Minus the City – Curiosity Killed the Cat

My eighteen-year-old sister has a crush on her ex-boyfriend. This would be a fine situation, but she also has an extremely possessive current boyfriend who is wary of her lingering attraction to the ex. And an older sister who hates them both.

After hanging out with her ex-boyfriend, my sister ignored her nay-saying premonition and decided that perhaps he wasn’t the lying cheater he was before, and that — since he said so — things must really be over with his ex-girlfriend. While farting around on facebook yesterday, she found evidence to the contrary: a suggestive wall post.

Realizing that hacking into his account is morally wrong by the standards of our generation, she still could not suppress the itch to try and find exactly what it was she did not want to find. A few minutes later, she called me in tears.

Curiosity killed the cat. There’s a reason they say that. But as I listened to my sister’s final realization that this boy is scum, I started to wonder what became of the un-curious cat; without snooping, my sister would have continued to sit na’vely in a bad situation under the spell of this less-than-deserving ex-boyfriend.

Though our paranoia could be fostered by the increasing technological ability to connect with others in secrecy, we cannot make excuses for snooping through each medium. While curiosity did not kill the cat, it did make it begin to foam at the mouth with jealousy and desperation. This is the dawn of emotional suicide: we go in search for what we do not want to find, and, the more we can’t find it, the more we go searching.

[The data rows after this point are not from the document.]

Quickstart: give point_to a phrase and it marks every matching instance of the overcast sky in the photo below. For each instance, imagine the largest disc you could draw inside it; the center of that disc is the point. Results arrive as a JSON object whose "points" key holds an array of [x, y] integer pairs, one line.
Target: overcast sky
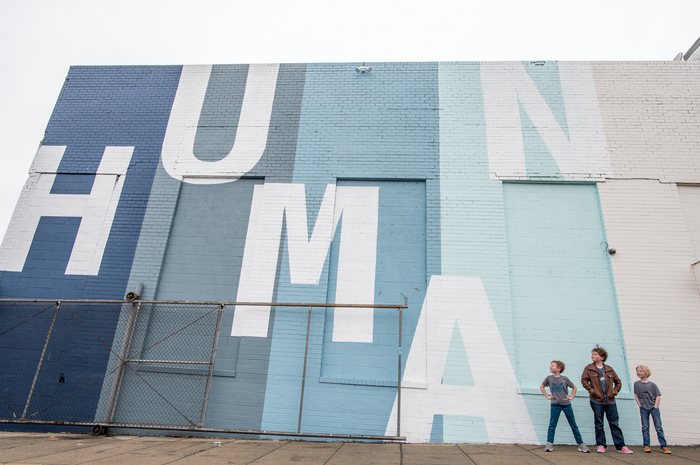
{"points": [[40, 40]]}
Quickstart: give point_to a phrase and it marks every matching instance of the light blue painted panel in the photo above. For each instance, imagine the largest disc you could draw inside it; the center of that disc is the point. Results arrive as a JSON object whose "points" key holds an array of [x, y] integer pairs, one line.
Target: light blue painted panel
{"points": [[400, 273], [472, 217], [562, 289]]}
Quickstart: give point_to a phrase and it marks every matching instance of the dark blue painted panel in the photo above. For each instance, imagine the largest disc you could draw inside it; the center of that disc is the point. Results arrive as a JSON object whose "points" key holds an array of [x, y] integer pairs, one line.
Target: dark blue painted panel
{"points": [[98, 107]]}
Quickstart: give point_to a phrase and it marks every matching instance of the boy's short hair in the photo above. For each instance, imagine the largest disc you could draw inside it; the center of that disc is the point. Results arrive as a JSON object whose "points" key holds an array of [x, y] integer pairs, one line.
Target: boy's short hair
{"points": [[560, 365], [600, 351]]}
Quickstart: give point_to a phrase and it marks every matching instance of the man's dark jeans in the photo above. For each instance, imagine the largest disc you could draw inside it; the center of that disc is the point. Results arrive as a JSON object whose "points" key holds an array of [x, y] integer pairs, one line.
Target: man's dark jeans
{"points": [[610, 411]]}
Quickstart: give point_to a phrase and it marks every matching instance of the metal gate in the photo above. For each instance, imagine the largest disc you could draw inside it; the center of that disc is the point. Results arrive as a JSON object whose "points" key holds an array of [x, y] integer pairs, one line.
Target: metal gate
{"points": [[133, 364]]}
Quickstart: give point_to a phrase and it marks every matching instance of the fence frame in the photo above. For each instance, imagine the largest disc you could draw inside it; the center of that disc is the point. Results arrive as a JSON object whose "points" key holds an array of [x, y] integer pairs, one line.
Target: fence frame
{"points": [[101, 427]]}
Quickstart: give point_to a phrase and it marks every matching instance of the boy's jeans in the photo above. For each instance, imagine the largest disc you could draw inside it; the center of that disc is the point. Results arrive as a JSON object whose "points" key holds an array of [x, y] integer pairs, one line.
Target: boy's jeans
{"points": [[554, 418], [656, 416], [609, 410]]}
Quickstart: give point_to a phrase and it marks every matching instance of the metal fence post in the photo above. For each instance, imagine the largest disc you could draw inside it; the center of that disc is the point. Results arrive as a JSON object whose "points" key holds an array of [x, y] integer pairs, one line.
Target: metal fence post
{"points": [[214, 348], [124, 354], [41, 361]]}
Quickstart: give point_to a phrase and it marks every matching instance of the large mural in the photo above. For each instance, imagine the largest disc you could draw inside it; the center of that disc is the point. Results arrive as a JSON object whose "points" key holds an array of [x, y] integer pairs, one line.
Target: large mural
{"points": [[470, 189]]}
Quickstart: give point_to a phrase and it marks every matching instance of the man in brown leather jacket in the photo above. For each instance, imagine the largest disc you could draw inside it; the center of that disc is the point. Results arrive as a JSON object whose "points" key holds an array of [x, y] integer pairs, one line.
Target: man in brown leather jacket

My sometimes-philosophical friend Andrea smartly said that if you go looking for something, you’re guaranteed to find (and be upset by) that something. Even if what you’ve found does not logically prove you cannot trust a person, you are willing to bend the information until it coincides with your suspicion.

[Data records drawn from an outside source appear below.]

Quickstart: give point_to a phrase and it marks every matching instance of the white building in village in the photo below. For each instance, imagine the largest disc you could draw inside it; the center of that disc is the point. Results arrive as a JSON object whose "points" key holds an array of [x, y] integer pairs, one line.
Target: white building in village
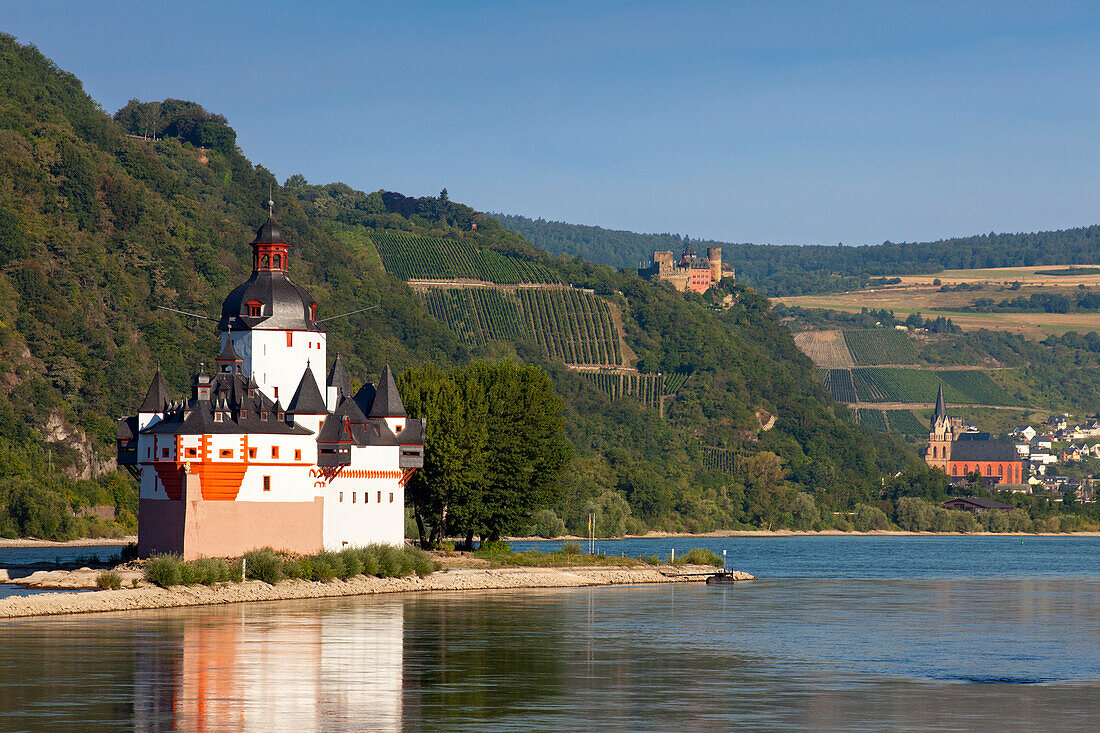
{"points": [[262, 452]]}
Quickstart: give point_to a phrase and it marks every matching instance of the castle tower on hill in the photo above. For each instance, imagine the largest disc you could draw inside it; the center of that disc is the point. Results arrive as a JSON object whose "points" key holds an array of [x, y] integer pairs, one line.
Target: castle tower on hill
{"points": [[690, 272], [264, 452]]}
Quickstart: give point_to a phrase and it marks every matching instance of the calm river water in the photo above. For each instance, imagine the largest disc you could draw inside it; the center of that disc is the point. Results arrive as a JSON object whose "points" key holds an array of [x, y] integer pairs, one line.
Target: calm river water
{"points": [[840, 633]]}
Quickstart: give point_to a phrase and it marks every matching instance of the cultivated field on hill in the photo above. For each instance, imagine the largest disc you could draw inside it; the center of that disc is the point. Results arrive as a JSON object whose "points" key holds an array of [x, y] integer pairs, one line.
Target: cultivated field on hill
{"points": [[567, 324], [825, 348], [413, 256], [891, 384], [917, 294]]}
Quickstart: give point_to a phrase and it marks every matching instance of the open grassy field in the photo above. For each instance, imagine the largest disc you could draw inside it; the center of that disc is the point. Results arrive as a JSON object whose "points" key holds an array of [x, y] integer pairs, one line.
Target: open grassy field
{"points": [[916, 294]]}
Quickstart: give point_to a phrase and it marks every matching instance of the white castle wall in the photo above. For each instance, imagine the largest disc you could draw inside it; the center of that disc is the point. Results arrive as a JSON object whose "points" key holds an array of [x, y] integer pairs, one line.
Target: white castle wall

When you stumble across information, you must assess the situation: is this real or is it an issue that you have created because you went looking for it? And why did you go looking? The real problem lies not so much in what you’ve found, but the fact that you do not trust your relationship. When people need to go snooping, there’s almost always a deeper problem, not so much in the sneaking behavior, but in the fact that — regardless if one finds nothing at all — he or she will continue to distrust the significant other.

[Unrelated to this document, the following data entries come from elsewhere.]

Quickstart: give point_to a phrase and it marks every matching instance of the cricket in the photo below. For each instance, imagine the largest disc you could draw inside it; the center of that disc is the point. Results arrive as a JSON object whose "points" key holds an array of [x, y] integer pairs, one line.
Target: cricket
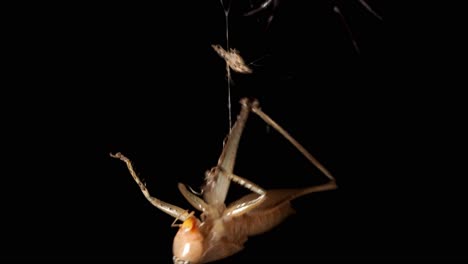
{"points": [[221, 230]]}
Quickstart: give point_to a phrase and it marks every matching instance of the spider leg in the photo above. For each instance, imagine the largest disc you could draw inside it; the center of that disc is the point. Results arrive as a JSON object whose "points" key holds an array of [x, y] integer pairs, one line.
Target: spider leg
{"points": [[263, 6], [268, 3], [169, 209]]}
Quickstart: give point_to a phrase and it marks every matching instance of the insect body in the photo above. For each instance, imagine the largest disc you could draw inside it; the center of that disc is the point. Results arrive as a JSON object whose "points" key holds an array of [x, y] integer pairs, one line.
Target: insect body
{"points": [[221, 230], [233, 59]]}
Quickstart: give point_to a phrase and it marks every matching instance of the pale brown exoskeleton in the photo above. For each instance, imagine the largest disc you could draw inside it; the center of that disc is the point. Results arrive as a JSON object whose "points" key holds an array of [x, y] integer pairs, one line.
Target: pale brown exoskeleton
{"points": [[222, 230]]}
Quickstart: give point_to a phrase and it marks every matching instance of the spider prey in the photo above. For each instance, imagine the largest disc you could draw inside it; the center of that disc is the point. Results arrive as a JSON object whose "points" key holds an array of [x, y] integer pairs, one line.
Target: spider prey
{"points": [[222, 230]]}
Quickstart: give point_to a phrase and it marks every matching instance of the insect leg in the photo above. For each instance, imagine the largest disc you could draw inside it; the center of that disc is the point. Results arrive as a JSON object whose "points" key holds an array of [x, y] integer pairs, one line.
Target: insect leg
{"points": [[169, 209], [256, 109], [242, 208], [194, 200]]}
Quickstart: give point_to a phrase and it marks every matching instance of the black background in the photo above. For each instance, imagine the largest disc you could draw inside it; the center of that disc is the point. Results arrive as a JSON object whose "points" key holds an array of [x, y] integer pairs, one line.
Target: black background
{"points": [[143, 80]]}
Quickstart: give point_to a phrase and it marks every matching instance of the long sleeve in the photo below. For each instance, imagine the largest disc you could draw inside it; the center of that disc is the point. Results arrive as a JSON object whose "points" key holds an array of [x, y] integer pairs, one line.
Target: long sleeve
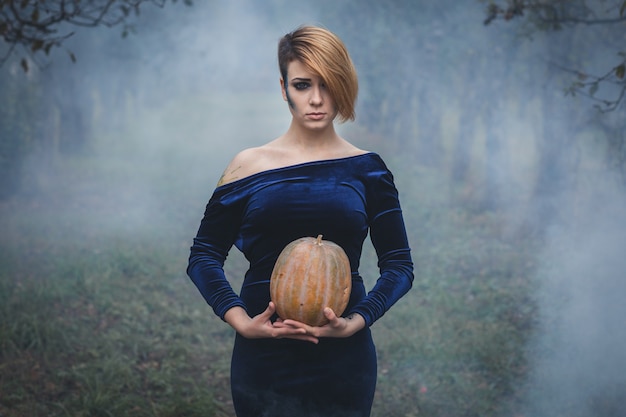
{"points": [[388, 235], [216, 235]]}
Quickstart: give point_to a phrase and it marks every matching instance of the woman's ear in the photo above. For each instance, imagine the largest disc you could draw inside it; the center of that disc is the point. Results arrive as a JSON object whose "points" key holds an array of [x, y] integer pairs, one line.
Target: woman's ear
{"points": [[283, 89]]}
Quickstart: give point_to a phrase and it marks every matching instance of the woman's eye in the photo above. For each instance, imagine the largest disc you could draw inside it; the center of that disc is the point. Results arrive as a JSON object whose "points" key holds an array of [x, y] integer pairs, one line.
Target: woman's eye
{"points": [[301, 85]]}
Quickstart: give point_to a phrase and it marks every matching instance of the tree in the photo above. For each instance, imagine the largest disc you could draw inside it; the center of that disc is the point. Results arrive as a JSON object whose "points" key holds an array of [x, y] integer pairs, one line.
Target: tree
{"points": [[38, 26], [607, 89]]}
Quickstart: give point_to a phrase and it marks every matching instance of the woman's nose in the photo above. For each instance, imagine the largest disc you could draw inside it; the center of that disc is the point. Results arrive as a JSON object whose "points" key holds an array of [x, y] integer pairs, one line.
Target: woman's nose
{"points": [[316, 96]]}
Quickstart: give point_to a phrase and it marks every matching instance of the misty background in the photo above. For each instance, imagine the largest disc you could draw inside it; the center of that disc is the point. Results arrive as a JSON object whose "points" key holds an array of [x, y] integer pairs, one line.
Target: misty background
{"points": [[132, 138]]}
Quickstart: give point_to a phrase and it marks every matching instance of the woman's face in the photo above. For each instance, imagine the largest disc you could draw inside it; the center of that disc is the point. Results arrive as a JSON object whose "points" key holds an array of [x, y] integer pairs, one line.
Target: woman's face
{"points": [[309, 100]]}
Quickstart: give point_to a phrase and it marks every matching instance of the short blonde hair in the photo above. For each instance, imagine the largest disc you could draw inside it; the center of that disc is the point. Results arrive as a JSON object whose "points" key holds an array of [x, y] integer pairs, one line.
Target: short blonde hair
{"points": [[324, 54]]}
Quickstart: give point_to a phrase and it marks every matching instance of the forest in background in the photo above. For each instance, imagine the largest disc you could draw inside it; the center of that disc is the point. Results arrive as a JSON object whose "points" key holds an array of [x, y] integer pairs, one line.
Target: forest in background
{"points": [[513, 192]]}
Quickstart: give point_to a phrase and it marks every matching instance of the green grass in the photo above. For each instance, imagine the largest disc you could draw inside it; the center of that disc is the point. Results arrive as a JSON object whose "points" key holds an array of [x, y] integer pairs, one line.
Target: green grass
{"points": [[97, 316]]}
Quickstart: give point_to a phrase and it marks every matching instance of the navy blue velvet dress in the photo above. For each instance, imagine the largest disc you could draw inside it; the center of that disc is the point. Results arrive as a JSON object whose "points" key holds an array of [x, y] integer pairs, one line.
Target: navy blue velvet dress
{"points": [[342, 199]]}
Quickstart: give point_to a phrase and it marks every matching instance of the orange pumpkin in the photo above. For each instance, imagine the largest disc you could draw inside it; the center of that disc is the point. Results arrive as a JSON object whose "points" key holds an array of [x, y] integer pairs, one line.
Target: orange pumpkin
{"points": [[309, 275]]}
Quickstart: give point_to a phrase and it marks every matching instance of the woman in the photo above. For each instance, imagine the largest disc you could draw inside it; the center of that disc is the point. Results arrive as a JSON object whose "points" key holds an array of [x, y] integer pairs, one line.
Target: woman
{"points": [[307, 182]]}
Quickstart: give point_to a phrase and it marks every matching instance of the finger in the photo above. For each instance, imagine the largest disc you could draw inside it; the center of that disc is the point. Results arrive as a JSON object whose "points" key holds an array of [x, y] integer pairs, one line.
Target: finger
{"points": [[269, 311]]}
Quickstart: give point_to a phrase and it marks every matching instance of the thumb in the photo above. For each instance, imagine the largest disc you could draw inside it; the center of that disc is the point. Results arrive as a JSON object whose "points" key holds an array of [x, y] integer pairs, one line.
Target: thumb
{"points": [[329, 313]]}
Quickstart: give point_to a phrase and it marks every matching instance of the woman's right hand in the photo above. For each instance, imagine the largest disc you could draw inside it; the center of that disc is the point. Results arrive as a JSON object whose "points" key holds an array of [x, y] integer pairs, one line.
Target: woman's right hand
{"points": [[261, 326]]}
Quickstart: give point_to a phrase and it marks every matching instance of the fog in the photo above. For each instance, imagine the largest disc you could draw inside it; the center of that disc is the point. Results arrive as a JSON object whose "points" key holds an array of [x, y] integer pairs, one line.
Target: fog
{"points": [[191, 86]]}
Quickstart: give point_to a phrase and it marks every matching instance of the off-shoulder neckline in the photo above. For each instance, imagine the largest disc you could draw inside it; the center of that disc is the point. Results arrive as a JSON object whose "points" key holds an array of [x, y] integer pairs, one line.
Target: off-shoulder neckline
{"points": [[294, 166]]}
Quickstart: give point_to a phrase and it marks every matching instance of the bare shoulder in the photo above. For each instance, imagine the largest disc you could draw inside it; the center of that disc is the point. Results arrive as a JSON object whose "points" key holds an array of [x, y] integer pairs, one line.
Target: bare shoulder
{"points": [[247, 162], [239, 167]]}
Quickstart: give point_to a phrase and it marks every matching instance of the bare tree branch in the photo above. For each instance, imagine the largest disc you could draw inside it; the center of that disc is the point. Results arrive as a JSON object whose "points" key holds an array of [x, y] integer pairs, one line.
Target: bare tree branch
{"points": [[35, 24]]}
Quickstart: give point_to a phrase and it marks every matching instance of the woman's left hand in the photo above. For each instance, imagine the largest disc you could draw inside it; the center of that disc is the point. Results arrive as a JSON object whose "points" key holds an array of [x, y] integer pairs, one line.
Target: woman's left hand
{"points": [[336, 326]]}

Senior Kaitlin Jennison says “talk it out.” If you have a lingering suspicion, bring it up; don’t wait for the emotional turmoil that comes with snooping. Trust, if significantly damaged, is very hard to fully recover. If you have reason to be continuously skeptical about the faithfulness of another, there are larger issues that need to surface before the situation can improve. You do not need to know thirty-seven passwords to fully trust a significant other, but if you do, perhaps you should reevaluate your relationship with the user.